Unless — the unjustified cuts are but another symptom of internal conflicts driven by magnified, puffed-up bureaucratic and political hurts. Read:factionalism. This may be a valid observation because of how deep the cuts are. Too deep to be superficial; too ruthless to be developmental. The cuts were made to hurt, and hurt bad – except that the wounds are being inflicted several times over on the bodies of the innocents.
We do want to hope again. The yearning is there, it is unmistakable, and while we are watchful, it is a watchfulness for both the bad, and most especially for the good. Honestly, I would prefer the inconvenience of a noisy wang-wang to the heart-wrenching wail of an OFW unable to come home despite numerous beatings from her employer. NFA – no funds available. So what else is new?
This latest move of chopping off millions meant to protect the rights and welfare of our OFWs is simply unjustifiable. When a child leaves home, a parent does what is humanly possible, despite the distance, to make sure that he or she is alright.
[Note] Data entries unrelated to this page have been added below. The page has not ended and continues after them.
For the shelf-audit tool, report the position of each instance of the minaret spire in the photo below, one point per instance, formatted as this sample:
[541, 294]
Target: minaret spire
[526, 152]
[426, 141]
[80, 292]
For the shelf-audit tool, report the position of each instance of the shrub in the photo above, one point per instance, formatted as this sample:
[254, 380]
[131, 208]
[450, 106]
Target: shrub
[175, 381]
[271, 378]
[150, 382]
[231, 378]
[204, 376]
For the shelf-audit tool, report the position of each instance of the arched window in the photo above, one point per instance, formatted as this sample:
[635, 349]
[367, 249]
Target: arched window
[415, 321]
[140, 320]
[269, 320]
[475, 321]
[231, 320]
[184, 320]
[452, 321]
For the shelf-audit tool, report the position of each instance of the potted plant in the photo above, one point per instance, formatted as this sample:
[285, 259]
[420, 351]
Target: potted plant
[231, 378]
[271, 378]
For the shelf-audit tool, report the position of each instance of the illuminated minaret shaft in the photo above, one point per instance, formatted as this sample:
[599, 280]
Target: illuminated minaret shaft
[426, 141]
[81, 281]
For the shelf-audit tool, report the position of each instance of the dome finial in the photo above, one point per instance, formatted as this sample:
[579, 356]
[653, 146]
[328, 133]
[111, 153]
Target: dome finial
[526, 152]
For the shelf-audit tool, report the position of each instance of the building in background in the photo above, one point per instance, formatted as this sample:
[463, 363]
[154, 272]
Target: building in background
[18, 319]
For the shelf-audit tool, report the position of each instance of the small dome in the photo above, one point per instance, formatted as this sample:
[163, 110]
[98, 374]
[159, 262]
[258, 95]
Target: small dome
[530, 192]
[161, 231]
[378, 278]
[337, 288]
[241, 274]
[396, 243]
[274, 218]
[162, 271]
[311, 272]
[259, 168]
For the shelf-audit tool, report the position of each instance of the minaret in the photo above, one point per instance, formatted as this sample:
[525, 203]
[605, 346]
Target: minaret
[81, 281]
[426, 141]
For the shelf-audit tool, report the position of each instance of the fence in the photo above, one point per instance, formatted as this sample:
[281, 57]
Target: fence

The Assistance to Nationals Fund and the Legal Assistance Fund of the Department of Foreign Affairs is the budgetary equivalent of that.
With such drastic budgetary cuts, this administration might as well have cut lives short.
“Kayo ang boss ko!” Prove it to millions of OFWs and their families here at home, Mr. President. This is in your power to change. Do not cut the budget for the DFA’s assistance to nationals and legal assistance fund."


1 comment:

  1. Even during the campaign periods he don't have plans for OFWs.